今月の
Stereolabは『
Dots And Loops』(1997)です。
先行シングルの『
Miss Modular』(1997)を含むアルバムですね。
どちらかと言いますと今までの割りと直線的な作りから全体的により込み入った、より複雑で明るい作品として仕上げられていますよ。
具体的にはやはり、リズム面での変化が著しいですね。極めて複雑で有機的に絡み合う様々なパーカッションの乱れ打ちがひと際目立ちますし、メロディー志向では決してないようです。M2「
Miss Modular」のポップさがむしろ浮いているほどです。
前作の『
Emperor Tomato Ketchup』(1996)におきましてもひと皮剥けた感がありましたが、これまでのギターバンド然とした音の括りにはもはや収まり切らない冒険的な試みが満載のはずです。
奇抜なラウンジ感覚もより一層、盛り込まれていまして酩酊感も2割増しでしょう。
ただし、思ったよりもメリハリに欠けるんですね。

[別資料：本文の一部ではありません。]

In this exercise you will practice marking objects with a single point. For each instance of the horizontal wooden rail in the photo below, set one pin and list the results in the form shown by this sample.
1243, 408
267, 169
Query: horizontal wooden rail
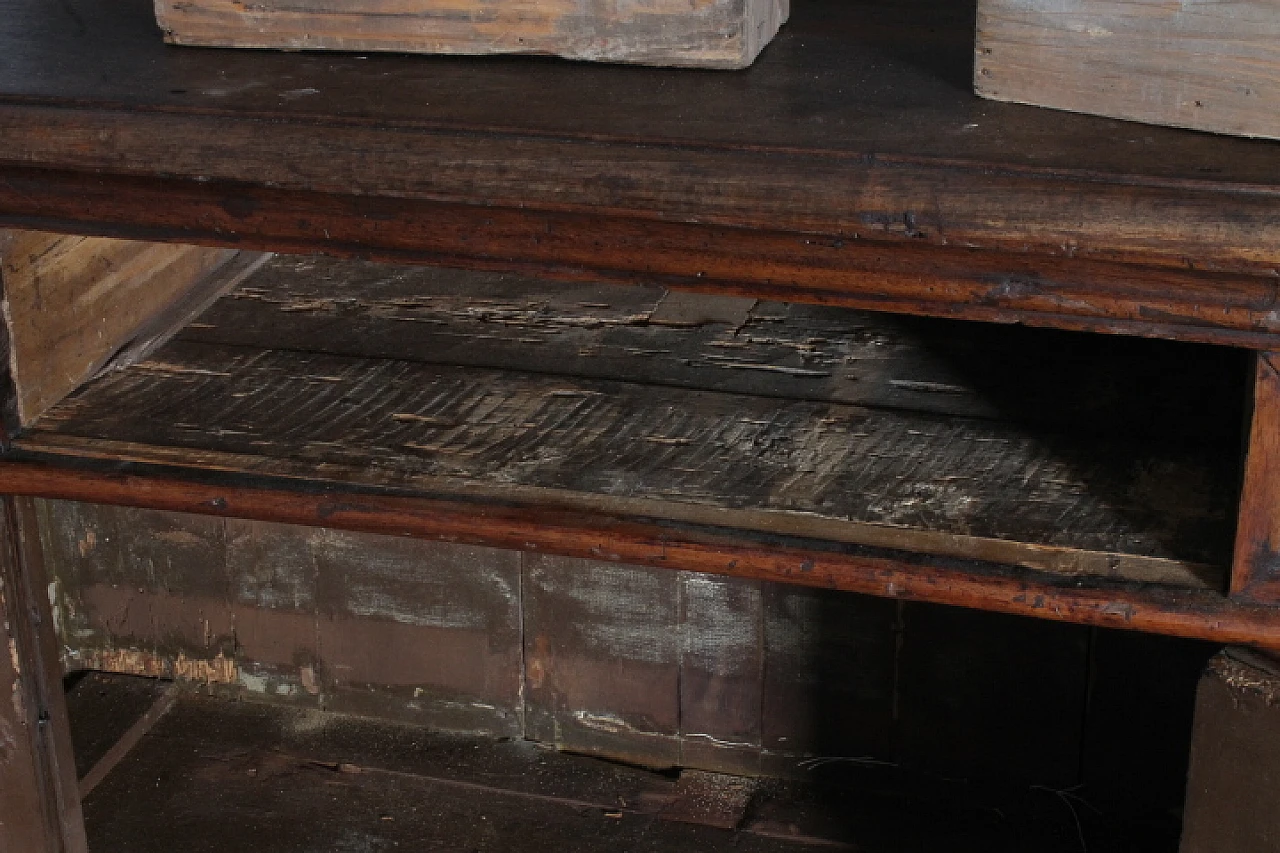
1198, 615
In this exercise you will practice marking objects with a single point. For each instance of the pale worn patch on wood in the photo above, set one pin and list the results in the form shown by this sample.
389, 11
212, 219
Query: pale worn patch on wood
73, 302
1205, 64
709, 33
956, 487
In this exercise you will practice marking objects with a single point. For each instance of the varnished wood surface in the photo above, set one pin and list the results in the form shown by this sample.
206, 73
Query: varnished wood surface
856, 126
265, 384
993, 286
1192, 614
40, 808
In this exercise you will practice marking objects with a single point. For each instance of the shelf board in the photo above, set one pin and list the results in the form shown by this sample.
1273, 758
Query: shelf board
853, 163
1078, 457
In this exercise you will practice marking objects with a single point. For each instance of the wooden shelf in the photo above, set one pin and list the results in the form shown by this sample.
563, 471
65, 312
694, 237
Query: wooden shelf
647, 416
851, 164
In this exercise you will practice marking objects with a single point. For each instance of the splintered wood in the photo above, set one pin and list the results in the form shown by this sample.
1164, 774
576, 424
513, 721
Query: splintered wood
71, 304
1205, 64
708, 33
764, 457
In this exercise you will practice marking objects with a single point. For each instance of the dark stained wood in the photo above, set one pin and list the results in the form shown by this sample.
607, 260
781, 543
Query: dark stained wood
278, 779
40, 808
1138, 720
600, 537
1110, 297
1064, 382
1235, 748
835, 165
721, 673
602, 658
397, 628
1256, 570
958, 487
424, 632
103, 707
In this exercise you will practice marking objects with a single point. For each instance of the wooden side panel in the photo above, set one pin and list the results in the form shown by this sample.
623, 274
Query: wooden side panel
360, 623
1256, 564
828, 675
1206, 64
1233, 784
73, 302
721, 666
709, 33
420, 630
602, 658
40, 810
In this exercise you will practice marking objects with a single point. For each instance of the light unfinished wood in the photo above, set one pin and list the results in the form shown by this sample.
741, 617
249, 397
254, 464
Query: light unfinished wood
1203, 64
72, 304
709, 33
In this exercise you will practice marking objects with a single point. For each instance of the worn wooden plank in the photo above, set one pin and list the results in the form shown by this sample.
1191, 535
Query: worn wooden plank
958, 487
1065, 382
1208, 65
906, 155
40, 808
423, 632
141, 592
72, 302
602, 658
709, 33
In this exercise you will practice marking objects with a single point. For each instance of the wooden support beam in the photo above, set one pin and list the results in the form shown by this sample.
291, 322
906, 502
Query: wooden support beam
40, 810
1256, 566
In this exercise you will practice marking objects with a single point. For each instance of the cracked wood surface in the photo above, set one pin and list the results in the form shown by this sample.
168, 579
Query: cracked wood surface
734, 447
850, 163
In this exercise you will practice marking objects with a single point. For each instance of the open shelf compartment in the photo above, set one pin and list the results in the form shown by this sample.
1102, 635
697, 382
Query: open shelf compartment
1047, 451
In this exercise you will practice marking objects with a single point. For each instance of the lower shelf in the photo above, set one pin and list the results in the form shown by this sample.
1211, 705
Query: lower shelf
215, 775
1065, 475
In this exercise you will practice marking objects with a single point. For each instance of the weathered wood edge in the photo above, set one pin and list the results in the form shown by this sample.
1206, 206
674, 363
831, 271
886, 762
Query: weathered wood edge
1256, 565
1200, 615
1065, 561
40, 808
908, 199
992, 286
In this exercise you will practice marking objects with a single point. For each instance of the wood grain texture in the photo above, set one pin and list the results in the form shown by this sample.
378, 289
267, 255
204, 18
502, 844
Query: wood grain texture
956, 487
1235, 748
704, 33
72, 302
1202, 615
1256, 566
1066, 383
1203, 64
912, 278
40, 808
906, 156
403, 629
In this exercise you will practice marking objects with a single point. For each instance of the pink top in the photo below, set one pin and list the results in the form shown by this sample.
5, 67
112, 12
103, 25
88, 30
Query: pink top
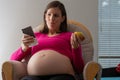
59, 43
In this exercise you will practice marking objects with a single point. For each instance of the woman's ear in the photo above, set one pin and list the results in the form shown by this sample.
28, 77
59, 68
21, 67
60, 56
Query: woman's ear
63, 18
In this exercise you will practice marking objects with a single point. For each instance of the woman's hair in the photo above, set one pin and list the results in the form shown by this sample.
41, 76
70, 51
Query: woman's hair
56, 4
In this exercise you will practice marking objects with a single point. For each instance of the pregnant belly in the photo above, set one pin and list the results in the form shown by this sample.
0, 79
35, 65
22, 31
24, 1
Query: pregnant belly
48, 62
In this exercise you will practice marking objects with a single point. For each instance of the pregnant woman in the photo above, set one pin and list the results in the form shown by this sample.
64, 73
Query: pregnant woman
58, 55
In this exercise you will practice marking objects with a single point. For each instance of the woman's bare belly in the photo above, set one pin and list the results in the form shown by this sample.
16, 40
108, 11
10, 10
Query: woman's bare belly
48, 62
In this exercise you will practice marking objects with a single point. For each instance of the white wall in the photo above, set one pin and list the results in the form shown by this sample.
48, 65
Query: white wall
16, 14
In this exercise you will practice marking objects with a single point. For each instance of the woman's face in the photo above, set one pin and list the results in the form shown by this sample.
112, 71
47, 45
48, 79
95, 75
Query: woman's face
54, 19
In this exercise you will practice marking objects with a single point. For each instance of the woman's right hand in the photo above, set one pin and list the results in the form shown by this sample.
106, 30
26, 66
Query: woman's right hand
26, 41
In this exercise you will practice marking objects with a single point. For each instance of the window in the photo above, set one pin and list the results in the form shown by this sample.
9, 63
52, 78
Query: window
109, 33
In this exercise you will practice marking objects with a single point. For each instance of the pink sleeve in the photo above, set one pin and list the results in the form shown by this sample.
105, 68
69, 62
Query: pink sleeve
78, 60
18, 55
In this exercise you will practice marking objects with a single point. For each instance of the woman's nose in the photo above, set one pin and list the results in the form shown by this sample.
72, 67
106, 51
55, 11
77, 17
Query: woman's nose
52, 18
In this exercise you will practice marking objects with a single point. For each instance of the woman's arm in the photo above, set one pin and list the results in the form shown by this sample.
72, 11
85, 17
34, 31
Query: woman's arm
78, 62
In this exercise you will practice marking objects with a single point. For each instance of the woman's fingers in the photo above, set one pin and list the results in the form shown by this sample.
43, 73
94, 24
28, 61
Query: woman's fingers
27, 40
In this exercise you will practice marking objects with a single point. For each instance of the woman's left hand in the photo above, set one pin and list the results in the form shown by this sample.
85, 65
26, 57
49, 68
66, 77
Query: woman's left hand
75, 41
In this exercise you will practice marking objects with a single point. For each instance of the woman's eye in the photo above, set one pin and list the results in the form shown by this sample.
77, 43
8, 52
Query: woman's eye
56, 15
49, 14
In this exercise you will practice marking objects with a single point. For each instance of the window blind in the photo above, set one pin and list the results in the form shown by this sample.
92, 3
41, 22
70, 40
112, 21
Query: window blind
109, 33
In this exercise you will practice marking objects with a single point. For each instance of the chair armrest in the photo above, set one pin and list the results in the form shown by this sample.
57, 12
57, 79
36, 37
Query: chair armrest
14, 70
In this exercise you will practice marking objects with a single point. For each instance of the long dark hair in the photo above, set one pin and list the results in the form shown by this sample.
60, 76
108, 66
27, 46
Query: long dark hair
56, 4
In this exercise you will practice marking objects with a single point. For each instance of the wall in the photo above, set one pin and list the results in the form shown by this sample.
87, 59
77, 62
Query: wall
17, 14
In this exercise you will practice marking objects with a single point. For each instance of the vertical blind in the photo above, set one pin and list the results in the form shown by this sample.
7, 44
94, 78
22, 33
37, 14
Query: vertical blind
109, 33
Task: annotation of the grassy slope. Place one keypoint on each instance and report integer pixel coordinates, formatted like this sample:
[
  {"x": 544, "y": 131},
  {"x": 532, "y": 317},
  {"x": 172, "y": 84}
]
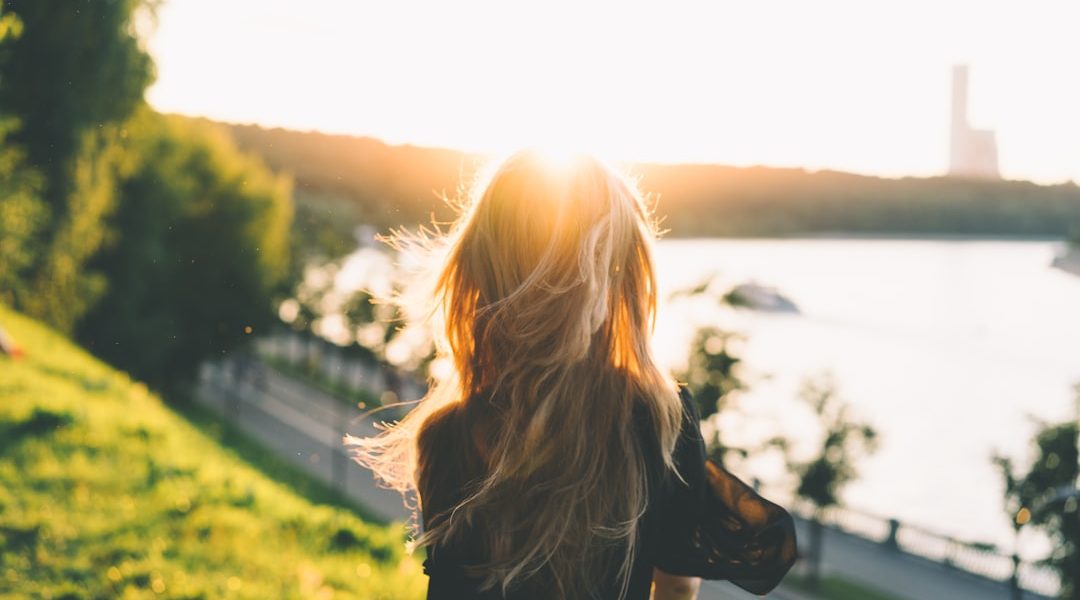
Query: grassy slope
[{"x": 106, "y": 492}]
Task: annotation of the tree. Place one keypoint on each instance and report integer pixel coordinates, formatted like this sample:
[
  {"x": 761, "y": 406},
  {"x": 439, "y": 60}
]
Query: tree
[
  {"x": 198, "y": 251},
  {"x": 842, "y": 441},
  {"x": 22, "y": 216},
  {"x": 22, "y": 213},
  {"x": 712, "y": 377},
  {"x": 71, "y": 79},
  {"x": 1047, "y": 496}
]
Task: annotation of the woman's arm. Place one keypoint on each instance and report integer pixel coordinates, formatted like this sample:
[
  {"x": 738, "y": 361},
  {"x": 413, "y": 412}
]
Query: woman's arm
[{"x": 674, "y": 587}]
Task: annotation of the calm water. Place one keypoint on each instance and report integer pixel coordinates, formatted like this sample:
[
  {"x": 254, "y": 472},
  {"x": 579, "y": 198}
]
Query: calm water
[{"x": 947, "y": 346}]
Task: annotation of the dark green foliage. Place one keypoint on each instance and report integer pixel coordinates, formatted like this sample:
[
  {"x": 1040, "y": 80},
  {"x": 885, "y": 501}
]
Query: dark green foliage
[
  {"x": 844, "y": 441},
  {"x": 1048, "y": 498},
  {"x": 200, "y": 249},
  {"x": 71, "y": 78},
  {"x": 22, "y": 218},
  {"x": 712, "y": 369}
]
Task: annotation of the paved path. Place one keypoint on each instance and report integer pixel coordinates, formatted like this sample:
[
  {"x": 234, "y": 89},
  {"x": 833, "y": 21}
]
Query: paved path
[{"x": 306, "y": 425}]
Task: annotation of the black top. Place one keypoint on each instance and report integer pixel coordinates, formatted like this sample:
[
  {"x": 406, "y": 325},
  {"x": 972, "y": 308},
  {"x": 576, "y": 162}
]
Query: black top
[{"x": 713, "y": 526}]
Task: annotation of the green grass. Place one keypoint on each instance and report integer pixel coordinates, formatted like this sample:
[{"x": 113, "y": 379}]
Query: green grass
[
  {"x": 833, "y": 587},
  {"x": 106, "y": 492}
]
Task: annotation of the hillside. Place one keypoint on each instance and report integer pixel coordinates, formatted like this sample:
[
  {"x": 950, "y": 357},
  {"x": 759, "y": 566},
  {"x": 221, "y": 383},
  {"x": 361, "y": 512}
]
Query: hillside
[
  {"x": 401, "y": 185},
  {"x": 106, "y": 492}
]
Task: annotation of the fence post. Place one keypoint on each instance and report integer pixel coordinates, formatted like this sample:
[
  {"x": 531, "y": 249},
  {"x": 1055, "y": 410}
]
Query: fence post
[
  {"x": 339, "y": 473},
  {"x": 1016, "y": 591}
]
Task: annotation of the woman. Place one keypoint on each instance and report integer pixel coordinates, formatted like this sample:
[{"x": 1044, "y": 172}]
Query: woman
[{"x": 557, "y": 461}]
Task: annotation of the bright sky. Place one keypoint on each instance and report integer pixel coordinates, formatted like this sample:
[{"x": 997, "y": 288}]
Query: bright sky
[{"x": 852, "y": 85}]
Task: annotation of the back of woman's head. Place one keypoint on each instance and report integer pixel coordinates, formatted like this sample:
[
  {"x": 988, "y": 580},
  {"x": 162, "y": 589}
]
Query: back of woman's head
[{"x": 544, "y": 301}]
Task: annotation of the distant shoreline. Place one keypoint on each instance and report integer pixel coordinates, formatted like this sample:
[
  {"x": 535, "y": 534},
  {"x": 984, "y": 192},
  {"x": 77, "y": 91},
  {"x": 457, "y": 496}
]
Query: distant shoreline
[{"x": 880, "y": 236}]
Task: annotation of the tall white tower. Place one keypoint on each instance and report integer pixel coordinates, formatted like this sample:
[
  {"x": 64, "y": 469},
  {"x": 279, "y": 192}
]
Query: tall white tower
[{"x": 973, "y": 153}]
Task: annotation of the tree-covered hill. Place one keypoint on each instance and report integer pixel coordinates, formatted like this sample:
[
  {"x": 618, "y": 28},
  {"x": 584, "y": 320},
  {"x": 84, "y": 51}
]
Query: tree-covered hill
[
  {"x": 402, "y": 185},
  {"x": 106, "y": 492}
]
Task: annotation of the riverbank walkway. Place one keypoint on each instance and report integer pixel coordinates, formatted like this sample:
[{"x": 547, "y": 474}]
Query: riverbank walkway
[{"x": 306, "y": 425}]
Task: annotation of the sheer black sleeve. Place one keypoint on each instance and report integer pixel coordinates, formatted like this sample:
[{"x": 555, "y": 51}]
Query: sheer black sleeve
[{"x": 713, "y": 526}]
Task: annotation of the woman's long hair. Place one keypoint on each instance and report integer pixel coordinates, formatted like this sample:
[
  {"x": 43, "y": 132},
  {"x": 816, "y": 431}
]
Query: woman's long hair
[{"x": 544, "y": 303}]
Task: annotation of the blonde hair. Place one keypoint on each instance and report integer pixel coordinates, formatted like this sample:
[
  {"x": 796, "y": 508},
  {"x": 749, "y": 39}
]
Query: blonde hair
[{"x": 544, "y": 303}]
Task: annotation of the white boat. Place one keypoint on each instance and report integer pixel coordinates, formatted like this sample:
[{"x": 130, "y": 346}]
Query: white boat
[{"x": 1068, "y": 260}]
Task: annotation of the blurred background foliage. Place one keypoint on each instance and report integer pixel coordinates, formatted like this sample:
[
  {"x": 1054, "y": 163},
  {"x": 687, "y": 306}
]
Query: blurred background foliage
[{"x": 153, "y": 241}]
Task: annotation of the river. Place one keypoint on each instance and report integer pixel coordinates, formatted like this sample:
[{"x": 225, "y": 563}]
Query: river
[{"x": 949, "y": 348}]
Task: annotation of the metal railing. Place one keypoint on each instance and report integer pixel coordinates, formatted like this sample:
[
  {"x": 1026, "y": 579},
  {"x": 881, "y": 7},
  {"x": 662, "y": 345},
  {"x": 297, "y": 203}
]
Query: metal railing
[
  {"x": 984, "y": 560},
  {"x": 353, "y": 373}
]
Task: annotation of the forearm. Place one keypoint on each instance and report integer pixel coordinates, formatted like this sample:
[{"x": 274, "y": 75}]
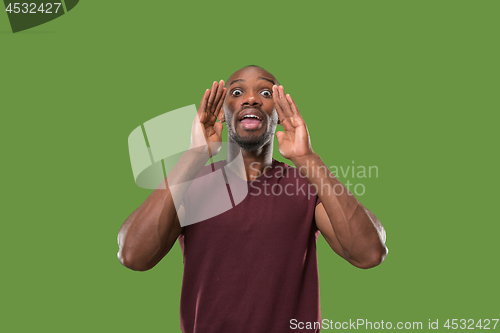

冒頭のM1「
Brakhage」から密度の高い演奏が心地良いのですが、聴き進めて行くうちに彷徨ってしまうんですよね、幸か不幸か。それが
Stereolabの意図するところではなくても自然と聴き入ってしまっているということなのか何なのか。イタリア映画のサウンドトラックを貪るように聴いていたらしいので、多分に影響されているということあるんでしょうか。
実際には相当、面白いことを演っているんだろうなとは思いつつも、うっかりとしていますと曲間も判らずに聞き流してしまうくらいなんです。
それにしてもこの様変わり、大変身を遂げたかのように見えますけどれども。実際にこの時期の来日公演を観に行ったのですが、今までの持ち歌との違和感はまったくありませんでしたね。初めての
Stereolab観戦にもかかわらず、いつもの彼らじゃないかなんて勘違いもしたくらいです。
Tim Ganeと当時のシンセサイザー担当とで二人羽織のような連弾を披露したりしたこともありましたね、本作収録曲だったはずですがさっぱり憶えておりませんです。
それはさておきまして、あの時は自分たちの世界、磁場を築いていたんでしょうね。堂々としていたもんですし。
そんな訳で
Stereolabに対する興味も本作でひと区切りというのが本当のところだったりします。1年に1枚の割合で何かしら発売されていましたので律儀に購入してはいましたが、手のひらを返すように醒めて行ったのでした。